In [None]:
# Imports
import os
import zipfile
import kaggle
import pandas as pd
import tensorflow as tf
from tensorflow.keras.preprocessing.image import ImageDataGenerator
from tensorflow.keras.models import Sequential
from tensorflow.keras.layers import GlobalAveragePooling2D, Dense, Dropout, BatchNormalization
from tensorflow.keras.optimizers import Adam
from tensorflow.keras.applications.resnet import ResNet50

In [None]:
# Define dataset paths
DATASET_NAME = "abhikjha/appa-real-face-cropped"
DATASET_PATH = "appa_real_dataset"
ZIP_FILE = "appa-real-face-cropped.zip"

# Check if the dataset is already downloaded
if not os.path.exists(DATASET_PATH):
    print("Downloading and extracting dataset...")
    os.system(f"kaggle datasets download -d {DATASET_NAME} -p .")
    
    if os.path.exists(ZIP_FILE):
        with zipfile.ZipFile(ZIP_FILE, "r") as zip_ref:
            zip_ref.extractall(DATASET_PATH)
        print("Dataset successfully extracted.")
    else:
        raise FileNotFoundError(f"Error: {ZIP_FILE} not found after download.")
else:
    print("Dataset already exists. Skipping download.")

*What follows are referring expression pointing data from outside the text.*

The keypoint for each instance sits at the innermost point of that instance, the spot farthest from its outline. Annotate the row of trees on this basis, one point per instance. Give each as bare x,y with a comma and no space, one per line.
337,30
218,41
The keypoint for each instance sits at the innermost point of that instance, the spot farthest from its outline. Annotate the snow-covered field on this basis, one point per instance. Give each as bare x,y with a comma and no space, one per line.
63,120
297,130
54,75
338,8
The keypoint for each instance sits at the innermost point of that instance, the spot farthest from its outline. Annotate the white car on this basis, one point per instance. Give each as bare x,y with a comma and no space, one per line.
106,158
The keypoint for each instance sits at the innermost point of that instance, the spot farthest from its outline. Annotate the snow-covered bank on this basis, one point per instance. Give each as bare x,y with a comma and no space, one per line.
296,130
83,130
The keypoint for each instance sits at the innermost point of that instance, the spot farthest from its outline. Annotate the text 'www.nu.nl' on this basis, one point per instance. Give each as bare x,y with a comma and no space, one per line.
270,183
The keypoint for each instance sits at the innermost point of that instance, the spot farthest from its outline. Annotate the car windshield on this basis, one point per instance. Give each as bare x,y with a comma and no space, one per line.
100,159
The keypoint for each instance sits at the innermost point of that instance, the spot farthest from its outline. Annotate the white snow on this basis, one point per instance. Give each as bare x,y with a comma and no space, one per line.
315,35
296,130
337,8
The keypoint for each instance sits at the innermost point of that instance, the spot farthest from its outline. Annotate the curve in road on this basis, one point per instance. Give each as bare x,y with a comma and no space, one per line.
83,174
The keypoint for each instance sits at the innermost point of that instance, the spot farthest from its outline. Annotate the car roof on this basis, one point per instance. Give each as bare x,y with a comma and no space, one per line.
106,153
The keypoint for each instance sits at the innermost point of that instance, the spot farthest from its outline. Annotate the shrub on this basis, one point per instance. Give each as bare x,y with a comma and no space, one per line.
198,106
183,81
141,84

Dataset already exists. Skipping download.


In [None]:
# Prepare dataset
image_dir = os.path.join(DATASET_PATH, "final_files", "final_files")  # Correct image directory
labels_file = os.path.join(DATASET_PATH, "labels.csv")  # Correct labels file

df = pd.read_csv(labels_file)  # Load age labels

# Ensure that file paths are set only once
df["file_name"] = df["file_name"].apply(lambda x: os.path.join(image_dir, os.path.basename(x)))

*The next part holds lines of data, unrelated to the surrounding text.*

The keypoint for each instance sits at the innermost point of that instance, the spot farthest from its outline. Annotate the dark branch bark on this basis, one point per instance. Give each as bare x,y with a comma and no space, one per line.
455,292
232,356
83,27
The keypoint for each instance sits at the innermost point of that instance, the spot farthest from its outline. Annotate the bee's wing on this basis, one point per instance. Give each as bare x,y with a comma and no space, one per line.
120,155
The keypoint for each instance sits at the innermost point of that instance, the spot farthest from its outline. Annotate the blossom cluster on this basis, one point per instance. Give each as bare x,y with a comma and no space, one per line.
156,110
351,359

df.to_csv(os.path.join(DATASET_PATH, "labels.csv"), index=False)

In [None]:
# Function to load training and validation data
def load_data(dataset_path, batch_size=32, img_size=(150, 150)):
    df = pd.read_csv(os.path.join(dataset_path, "labels.csv"))
    
    datagen = ImageDataGenerator(
        rescale=1/255.,
        horizontal_flip=True,
        vertical_flip=True,
        validation_split=0.2
    )
    
    train_gen = datagen.flow_from_dataframe(
        dataframe=df,
        directory=None,
        x_col="file_name",
        y_col="real_age",
        target_size=img_size,
        batch_size=batch_size,
        class_mode='raw',
        subset='training',
        seed=42
    )
    
    val_gen = datagen.flow_from_dataframe(
        dataframe=df,
        directory=None,
        x_col="file_name",
        y_col="real_age",
        target_size=img_size,
        batch_size=batch_size,
        class_mode='raw',
        subset='validation',
        seed=42
    )
    
    return train_gen, val_gen

In [None]:
# Function to create the age prediction model
def create_model(input_shape):
    backbone = ResNet50(input_shape=input_shape,
                        weights='imagenet',
                        include_top=False)
    
    # Unfreeze the last 15 layers for fine-tuning
    for layer in backbone.layers[-15:]:
        layer.trainable = True
    
    model = Sequential([
        backbone,
        GlobalAveragePooling2D(),
        BatchNormalization(),
        Dense(512, activation='relu'),
        Dropout(0.3),
        Dense(1, activation='linear')  # Regression output
    ])
    
    model.compile(
        optimizer=Adam(learning_rate=0.0001),
        loss='mean_absolute_error',  # MAE loss for regression
        metrics=['mae']
    )
    
    return model

In [None]:
# Function to train the model
def train_model(model, train_data, val_data, batch_size=32, epochs=30):
    steps_per_epoch = len(train_data)
    validation_steps = len(val_data)
    
    history = model.fit(
        train_data,
        validation_data=val_data,
        epochs=epochs,
        steps_per_epoch=steps_per_epoch,
        validation_steps=validation_steps,
        verbose=2
    )
    
    return model, history

In [None]:
# Load training and validation data
train_data, val_data = load_data(DATASET_PATH, batch_size=32, img_size=(150, 150))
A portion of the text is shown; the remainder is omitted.